No D. reticulatus ticks tested positive for the presence of Rickettsia spp. This is especially surprising, giving that other research conducted in Podlaskie voivodeship reported 40.7–56.7% prevalence, even though those studies were conducted in rural landscapes (Stańczak 2006; Chmielewski et al. 2009; Stańczak et al. 2018). High Rickettsia spp. infection rates (41.8–53.0%) were reported from various regions of Poland (Wójcik-Fatla et al. 2013; Mierzejewska et al. 2015; Zając et al. 2017). Interestingly, prevalence reported in other European countries is not as high: 10.1–35.7% in Ukraine (urban areas) (Didyk et al. 2017; Rogovskyy et al. 2018), 14% in The Netherlands (rural areas) (Nijhof et al. 2007) and 21.4% in Germany (rural areas) (Dautel et al. 2006).

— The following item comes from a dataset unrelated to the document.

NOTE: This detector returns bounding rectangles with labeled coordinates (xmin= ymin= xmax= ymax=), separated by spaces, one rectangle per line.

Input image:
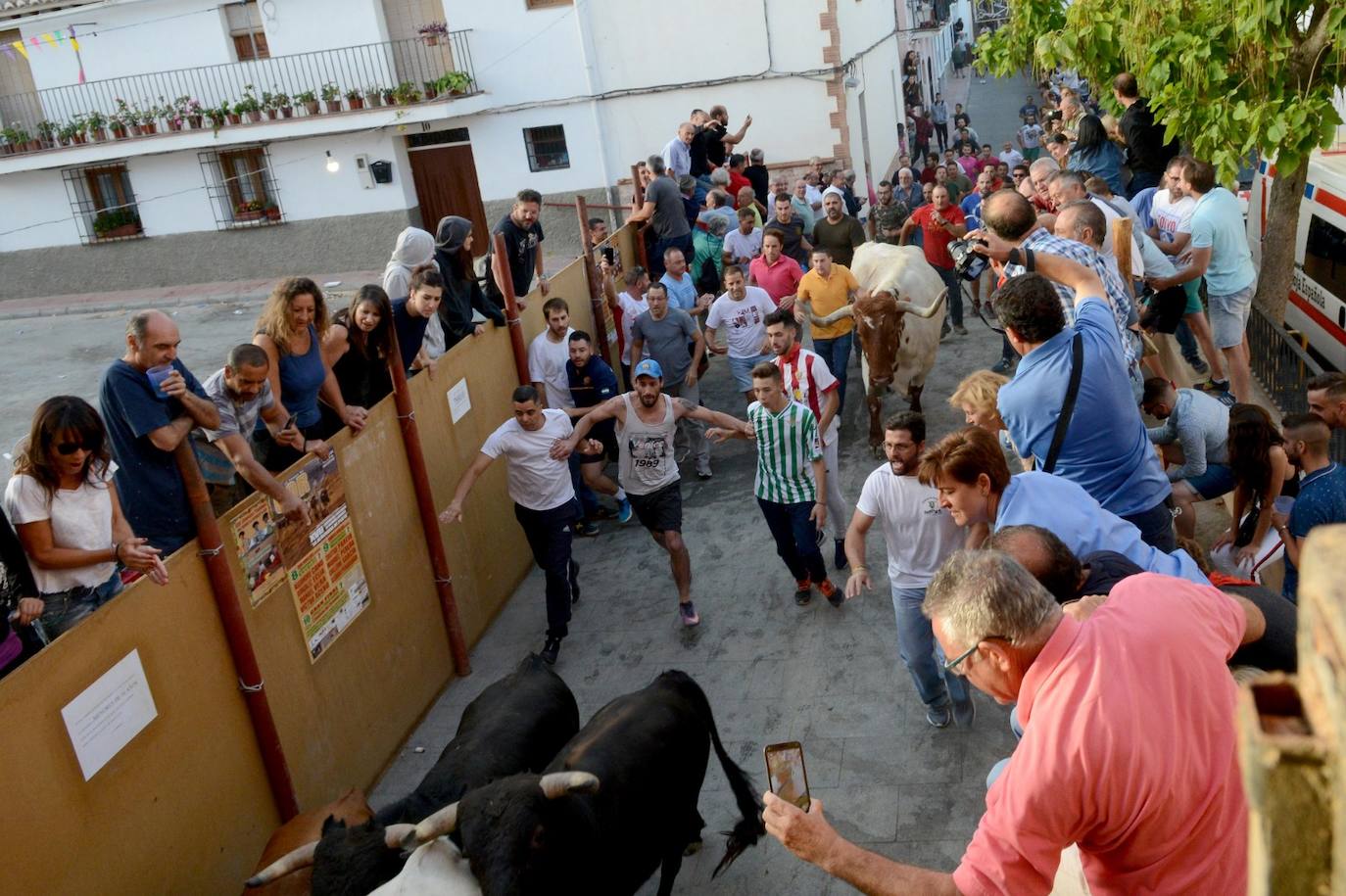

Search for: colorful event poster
xmin=277 ymin=452 xmax=368 ymax=662
xmin=230 ymin=493 xmax=285 ymax=607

In conclusion, results obtained in this study provide valuable information about prevalence of tick-borne pathogens in D. reticulatus ticks. Specimens were infected with at least three pathogens: B. burgdorferi s.l., A. phagocytophilum and Babesia spp. Additionally, this research provided the first identification of B. vogeli in D. reticulatus ticks. Therefore, further investigation is necessary in order to estimate the risk of human and animal infection.